Applied Intelligence
Module 9: Working with Legacy Code

Testing Strategies for Unfamiliar Code

From manual characterization to AI-assisted coverage

The previous section introduced characterization tests as a technique for capturing actual behavior before modification. Writing them manually is tedious. For each function, you write a test, run it to discover the output, update the assertion, and repeat for every input combination worth capturing. On a legacy codebase with thousands of functions, manual characterization testing is impractical.

AI agents make this feasible. They generate characterization tests at speeds no human can match. A mid-sized module that would take a developer a full day to characterize can be covered in hours with agent assistance. The agent examines the code, identifies input combinations, generates test cases, and captures actual outputs.

This is not about replacing human judgment. It removes the mechanical barrier that makes comprehensive characterization testing impractical. With agents handling test generation, developers can focus on reviewing the tests, identifying gaps, and deciding which behaviors to preserve.

AI-generated characterization test workflow

Select the target scope. Identify which functions or modules need characterization tests. Start with the code you intend to modify. Expand outward to code that calls or is called by the modification target.

Direct the agent to explore behavior. Provide a prompt that emphasizes discovery over expectation:

Generate characterization tests for the OrderProcessor class.
Do not assume what the code should do.
Run each method with various inputs and capture what actually happens.
Include:
- Normal cases from calling code patterns
- Edge cases: nulls, empty collections, boundary values
- Error conditions: invalid inputs, missing dependencies
For each test, document the discovered behavior in the test name.

Review generated tests for coverage gaps. The agent will miss cases. It cannot know which edge cases matter to your business.
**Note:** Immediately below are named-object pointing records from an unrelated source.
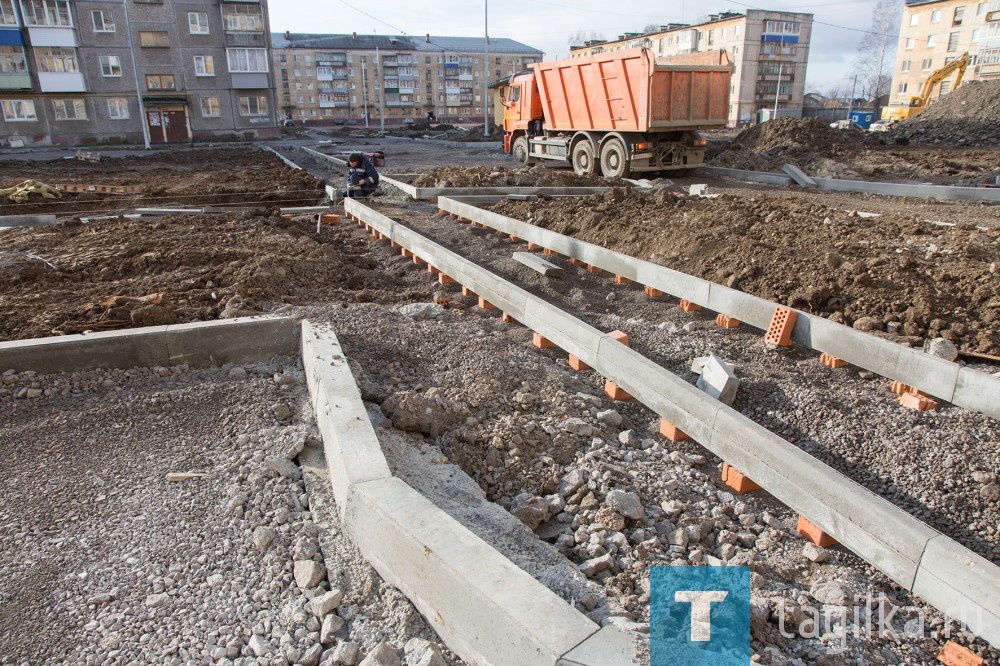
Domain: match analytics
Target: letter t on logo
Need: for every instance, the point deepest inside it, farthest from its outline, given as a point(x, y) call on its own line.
point(701, 610)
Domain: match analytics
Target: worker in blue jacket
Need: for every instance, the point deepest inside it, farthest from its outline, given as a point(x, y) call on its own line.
point(362, 178)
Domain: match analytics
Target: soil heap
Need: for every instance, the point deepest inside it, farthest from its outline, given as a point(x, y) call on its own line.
point(896, 275)
point(968, 116)
point(808, 143)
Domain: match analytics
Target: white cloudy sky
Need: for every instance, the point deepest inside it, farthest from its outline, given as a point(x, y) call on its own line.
point(548, 24)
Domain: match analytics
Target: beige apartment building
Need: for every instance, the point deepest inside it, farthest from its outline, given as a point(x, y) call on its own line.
point(769, 49)
point(326, 79)
point(933, 33)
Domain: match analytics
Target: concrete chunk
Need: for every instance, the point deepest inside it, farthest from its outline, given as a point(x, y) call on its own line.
point(536, 263)
point(799, 176)
point(718, 380)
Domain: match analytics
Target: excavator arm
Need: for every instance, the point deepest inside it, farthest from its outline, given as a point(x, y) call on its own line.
point(937, 77)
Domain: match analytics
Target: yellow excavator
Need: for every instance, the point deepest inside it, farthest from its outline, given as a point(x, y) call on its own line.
point(919, 102)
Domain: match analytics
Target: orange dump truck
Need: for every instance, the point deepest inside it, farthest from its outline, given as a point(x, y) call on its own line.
point(618, 112)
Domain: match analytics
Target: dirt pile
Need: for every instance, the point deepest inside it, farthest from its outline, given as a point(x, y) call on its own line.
point(808, 143)
point(122, 273)
point(894, 275)
point(968, 116)
point(530, 176)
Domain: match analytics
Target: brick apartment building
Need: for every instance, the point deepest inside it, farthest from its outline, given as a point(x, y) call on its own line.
point(326, 79)
point(933, 33)
point(769, 49)
point(123, 71)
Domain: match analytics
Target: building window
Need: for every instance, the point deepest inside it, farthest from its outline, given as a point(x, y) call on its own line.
point(111, 66)
point(243, 19)
point(19, 110)
point(204, 66)
point(69, 109)
point(103, 21)
point(118, 108)
point(160, 82)
point(253, 106)
point(210, 107)
point(247, 60)
point(7, 15)
point(12, 60)
point(198, 23)
point(56, 59)
point(154, 39)
point(47, 13)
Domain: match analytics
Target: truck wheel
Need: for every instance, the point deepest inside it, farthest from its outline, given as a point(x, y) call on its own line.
point(614, 160)
point(583, 159)
point(519, 151)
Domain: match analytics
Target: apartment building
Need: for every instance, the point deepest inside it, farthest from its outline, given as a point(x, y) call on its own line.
point(88, 72)
point(933, 33)
point(770, 51)
point(325, 79)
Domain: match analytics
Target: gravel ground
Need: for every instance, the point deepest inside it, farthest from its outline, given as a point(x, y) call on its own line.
point(103, 561)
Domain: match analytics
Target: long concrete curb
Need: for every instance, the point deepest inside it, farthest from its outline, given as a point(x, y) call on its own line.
point(876, 530)
point(940, 192)
point(946, 380)
point(403, 182)
point(201, 343)
point(486, 609)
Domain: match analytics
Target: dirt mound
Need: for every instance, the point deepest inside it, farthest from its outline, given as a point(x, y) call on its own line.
point(893, 274)
point(808, 143)
point(122, 273)
point(530, 176)
point(968, 116)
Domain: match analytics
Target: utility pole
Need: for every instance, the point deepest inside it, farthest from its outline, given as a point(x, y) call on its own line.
point(487, 99)
point(135, 73)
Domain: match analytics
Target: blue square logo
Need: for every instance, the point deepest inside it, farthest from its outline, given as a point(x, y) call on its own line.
point(699, 616)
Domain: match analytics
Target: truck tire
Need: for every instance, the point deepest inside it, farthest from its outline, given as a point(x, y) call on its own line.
point(614, 160)
point(584, 163)
point(519, 151)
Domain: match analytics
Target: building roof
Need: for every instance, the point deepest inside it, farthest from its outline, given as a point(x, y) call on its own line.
point(356, 42)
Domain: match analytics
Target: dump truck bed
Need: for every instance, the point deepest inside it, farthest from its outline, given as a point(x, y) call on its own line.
point(632, 91)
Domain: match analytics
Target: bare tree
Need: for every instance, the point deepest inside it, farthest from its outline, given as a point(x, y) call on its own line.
point(877, 52)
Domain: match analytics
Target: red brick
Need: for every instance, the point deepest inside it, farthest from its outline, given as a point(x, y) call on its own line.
point(672, 432)
point(616, 392)
point(779, 333)
point(811, 533)
point(953, 654)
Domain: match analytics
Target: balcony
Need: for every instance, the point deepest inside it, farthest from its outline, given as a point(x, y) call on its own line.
point(248, 39)
point(61, 82)
point(15, 81)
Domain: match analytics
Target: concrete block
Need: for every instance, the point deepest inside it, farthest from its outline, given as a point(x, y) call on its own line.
point(26, 220)
point(798, 175)
point(962, 584)
point(539, 265)
point(486, 609)
point(232, 340)
point(608, 647)
point(718, 380)
point(353, 453)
Review the generated tests and add prompts for specific scenarios:

The characterization tests miss the case where customer.loyaltyTier is undefined.
Add tests that capture behavior when loyaltyTier is missing or null.

Establish the baseline. Run all characterization tests and verify they pass. This baseline represents current behavior, the behavior you must preserve or intentionally change. Commit these tests before making any modifications.

Name characterization tests descriptively: shouldReturn95WhenRegularCustomerOrders100 not testCalculateDiscount. The name documents what you discovered, making future changes easier to understand.

Predictive impact analysis

Beyond generating tests, AI handles something humans struggle with: predicting which code changes will affect which behaviors. This predictive impact analysis helps prioritize testing effort where it matters.

Traditional impact analysis examines call graphs and data flow. A change to function A affects functions B, C, and D that call it. This analysis is mechanical and complete, but it treats all impacts equally. A payment calculation and an optional logging call both appear as dependencies.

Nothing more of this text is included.